Presentation: Faceted Searching and Browsing in Scriblio

I was honored to be a panelist at the LITA/ALCTS CCS Authority Control in the Online Environment Interest Group presentation of “Authority Control Meets Faceted Browse.”

What is faceting? Why is it (re)emerging in use? Where can I see it in action? This program is intended to introduce the audience to facet theory, showcase implementations that use faceted approaches for online catalogs, and facilitate discussion on the relationship between structured authority data and this type of navigation.

Kathryn La Barre of University of Illinois at Urbana-Champaign explained the theory, while NCSU’s Charley Pennel, Vanderbilt’s Mary Charles Lasater, and I each described its implementation in Endeca, Primo, and Scriblio respectively. Scriblio is an open source project that has less than one FTE working on it, so it’s an honor to see it compared against commercial offerings, especially NCSU’s groundbreaking work.

My slides are online in QuickTime and PDF form, and I was proud to be able to show off the new public beta of the Lamson Library website and catalog, based on Scriblio.

I should be careful to point out that faceting is a theory of cataloging and classification, while clustering is the technical process of aggregating and reporting relevant metadata in search and browse screens. The difference is that Scriblio doesn’t impose rules on our cataloging practice, it simply supports clustering the metadata to make it easier to find the resources we’re looking for.

If anything, the importance of authority control increases in faceted/clustered search and browse systems, but it is a matter of exchanging one set of technological constraints for another. Card catalogs, with their alphabetical access and physical affordances (or limitations) demanded cataloging practice that is in some ways at odds with the very different affordances and limitations of faceted/clustered search and browse.

Among current implementations, clustering does well with subjects, but poorly with authors. Looking at the cardinality of those facets, it’s easy to understand the problem:

Scriblio at Lamson: Cardinality of selected facets

(statistics from the Lamson Library (beta) catalog.)

The number of unique authors compared to the number of total authors is very high, while a large number of subjects are represented by a small number of unique headings.

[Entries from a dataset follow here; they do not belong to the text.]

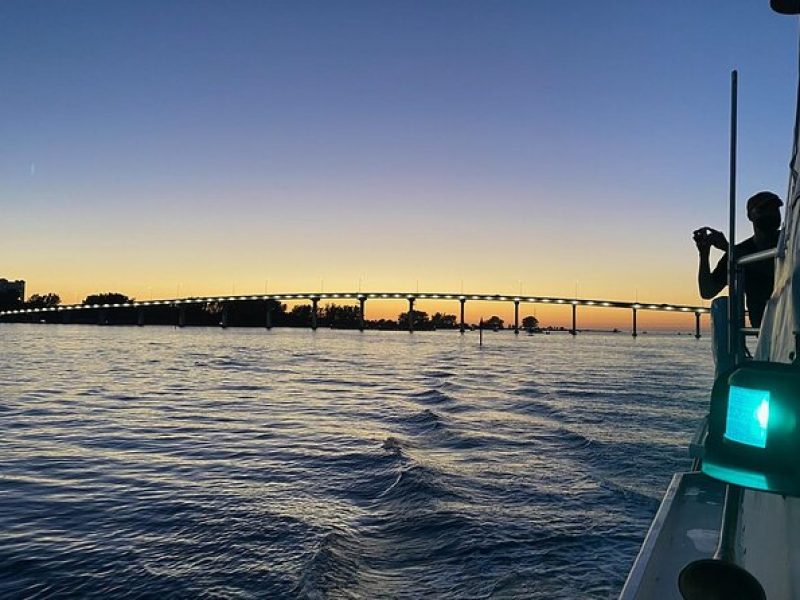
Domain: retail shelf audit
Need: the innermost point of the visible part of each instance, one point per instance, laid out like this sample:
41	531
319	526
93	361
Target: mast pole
733	291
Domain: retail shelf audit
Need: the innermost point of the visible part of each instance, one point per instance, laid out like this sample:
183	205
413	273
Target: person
763	210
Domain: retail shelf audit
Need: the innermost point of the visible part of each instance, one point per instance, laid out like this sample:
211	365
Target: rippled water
154	462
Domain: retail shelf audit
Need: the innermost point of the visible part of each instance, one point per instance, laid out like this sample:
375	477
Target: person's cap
763	200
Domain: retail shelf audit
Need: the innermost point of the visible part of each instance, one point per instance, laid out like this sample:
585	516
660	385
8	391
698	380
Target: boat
730	527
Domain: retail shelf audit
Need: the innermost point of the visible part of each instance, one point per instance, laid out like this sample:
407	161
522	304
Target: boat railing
739	264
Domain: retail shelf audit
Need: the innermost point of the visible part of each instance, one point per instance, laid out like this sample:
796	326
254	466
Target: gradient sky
161	148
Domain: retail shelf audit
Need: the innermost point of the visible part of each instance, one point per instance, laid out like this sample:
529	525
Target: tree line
251	313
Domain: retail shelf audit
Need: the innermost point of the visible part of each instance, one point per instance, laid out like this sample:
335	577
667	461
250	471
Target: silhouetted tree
107	298
43	300
341	317
493	322
10	300
443	321
421	320
530	323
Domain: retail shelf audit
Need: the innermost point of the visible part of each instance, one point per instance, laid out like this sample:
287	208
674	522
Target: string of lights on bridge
315	297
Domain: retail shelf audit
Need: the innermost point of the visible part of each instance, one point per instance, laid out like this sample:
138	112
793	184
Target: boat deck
685	528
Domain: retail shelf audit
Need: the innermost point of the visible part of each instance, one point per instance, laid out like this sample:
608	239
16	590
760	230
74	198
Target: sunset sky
163	148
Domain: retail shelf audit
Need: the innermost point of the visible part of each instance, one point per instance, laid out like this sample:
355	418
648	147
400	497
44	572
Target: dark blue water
161	463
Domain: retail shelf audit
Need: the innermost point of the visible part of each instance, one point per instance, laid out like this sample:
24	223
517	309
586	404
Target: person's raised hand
706	237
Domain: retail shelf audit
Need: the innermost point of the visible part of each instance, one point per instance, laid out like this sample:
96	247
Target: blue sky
487	142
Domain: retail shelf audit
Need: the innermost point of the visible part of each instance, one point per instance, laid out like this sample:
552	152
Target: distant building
12	292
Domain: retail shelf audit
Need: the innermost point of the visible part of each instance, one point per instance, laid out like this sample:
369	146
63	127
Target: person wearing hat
763	210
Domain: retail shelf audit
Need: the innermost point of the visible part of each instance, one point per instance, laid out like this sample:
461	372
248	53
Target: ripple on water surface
205	463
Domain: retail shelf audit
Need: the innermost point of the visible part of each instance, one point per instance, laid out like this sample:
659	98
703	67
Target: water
153	462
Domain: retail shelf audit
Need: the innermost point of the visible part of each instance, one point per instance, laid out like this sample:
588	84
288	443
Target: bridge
179	305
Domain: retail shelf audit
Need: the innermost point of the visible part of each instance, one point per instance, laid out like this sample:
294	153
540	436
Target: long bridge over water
180	304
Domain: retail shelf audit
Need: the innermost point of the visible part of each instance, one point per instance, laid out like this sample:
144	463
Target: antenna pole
733	292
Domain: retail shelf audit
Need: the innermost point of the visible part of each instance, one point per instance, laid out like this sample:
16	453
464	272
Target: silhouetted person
763	209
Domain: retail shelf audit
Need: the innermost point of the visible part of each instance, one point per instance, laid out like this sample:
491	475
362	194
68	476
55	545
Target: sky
176	148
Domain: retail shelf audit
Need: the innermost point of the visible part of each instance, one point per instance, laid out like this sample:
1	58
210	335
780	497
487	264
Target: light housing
754	428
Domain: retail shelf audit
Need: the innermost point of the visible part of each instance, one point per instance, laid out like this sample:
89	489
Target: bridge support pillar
574	330
225	315
314	303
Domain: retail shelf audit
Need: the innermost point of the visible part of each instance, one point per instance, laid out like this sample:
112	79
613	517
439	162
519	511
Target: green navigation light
753	435
748	416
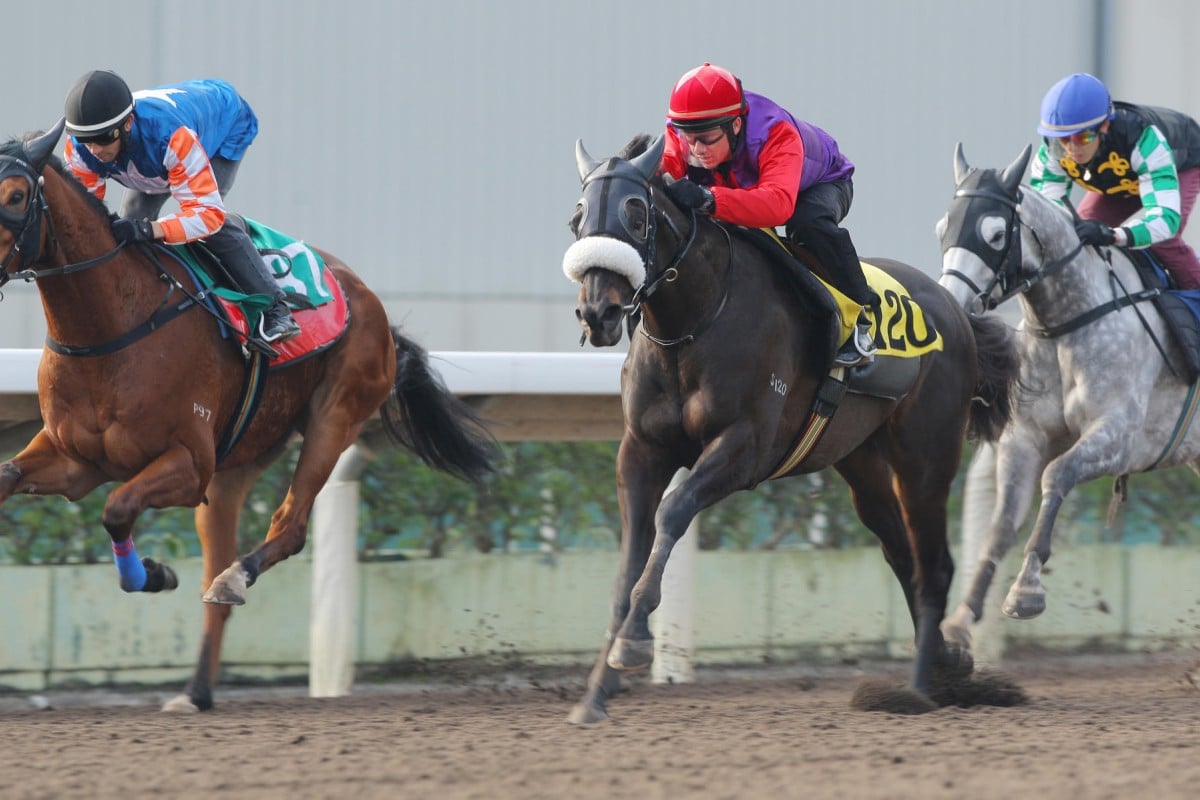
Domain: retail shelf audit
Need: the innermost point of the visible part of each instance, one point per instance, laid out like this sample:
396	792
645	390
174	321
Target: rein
670	274
1121	295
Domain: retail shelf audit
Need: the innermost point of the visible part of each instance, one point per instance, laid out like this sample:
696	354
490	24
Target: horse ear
648	162
39	150
583	162
1011	178
960	164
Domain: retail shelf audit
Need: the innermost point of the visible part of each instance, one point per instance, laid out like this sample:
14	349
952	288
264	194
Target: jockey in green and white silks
1139	166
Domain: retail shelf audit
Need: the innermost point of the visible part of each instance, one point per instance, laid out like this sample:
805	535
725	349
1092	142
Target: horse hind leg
641	483
1087	459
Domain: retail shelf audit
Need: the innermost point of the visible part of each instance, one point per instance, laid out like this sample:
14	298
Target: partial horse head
22	204
997	239
613	227
981	234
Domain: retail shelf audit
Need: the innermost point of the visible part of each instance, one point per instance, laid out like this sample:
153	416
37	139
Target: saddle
897	364
311	289
1180	310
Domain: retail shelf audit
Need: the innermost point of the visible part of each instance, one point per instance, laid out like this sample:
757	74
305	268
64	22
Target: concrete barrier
72	626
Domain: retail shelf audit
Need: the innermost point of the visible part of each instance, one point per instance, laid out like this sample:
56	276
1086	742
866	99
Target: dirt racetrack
1096	727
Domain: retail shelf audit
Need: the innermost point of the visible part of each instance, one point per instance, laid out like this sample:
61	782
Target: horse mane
16	148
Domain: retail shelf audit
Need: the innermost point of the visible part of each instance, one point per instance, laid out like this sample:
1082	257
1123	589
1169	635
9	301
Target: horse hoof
630	654
1020	605
957	629
585	714
879	696
180	704
228	588
957	661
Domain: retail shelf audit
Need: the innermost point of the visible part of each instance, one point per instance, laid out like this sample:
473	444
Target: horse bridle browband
672	270
1006	269
27	228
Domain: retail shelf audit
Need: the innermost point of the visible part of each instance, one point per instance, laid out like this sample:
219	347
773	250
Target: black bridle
27	229
655	278
1006	264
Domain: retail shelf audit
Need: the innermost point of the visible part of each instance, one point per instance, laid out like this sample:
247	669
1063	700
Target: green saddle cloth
298	269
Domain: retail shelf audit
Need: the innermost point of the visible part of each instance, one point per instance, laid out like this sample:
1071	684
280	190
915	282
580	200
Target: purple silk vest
823	163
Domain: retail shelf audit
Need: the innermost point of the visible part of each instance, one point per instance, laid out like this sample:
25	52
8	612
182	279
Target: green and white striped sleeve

Still, some authors are well suited to faceted browse, and their emergence in a result set could be mined to help users further refine their searches. Example: J. K. Rowling is an obvious top author in searches for both “harry potter” and “j k rowling”. Her statistical “pop” in the results might be worth looking at and worth leveraging elsewhere.

As currently implemented, however, clustered results most help the user who doesn’t know the proper terms for her field of interest. A user searching “sociology of education” is likely to be interested in materials cataloged under “educational sociology,” and clustered search navigation works well in that and similar circumstances.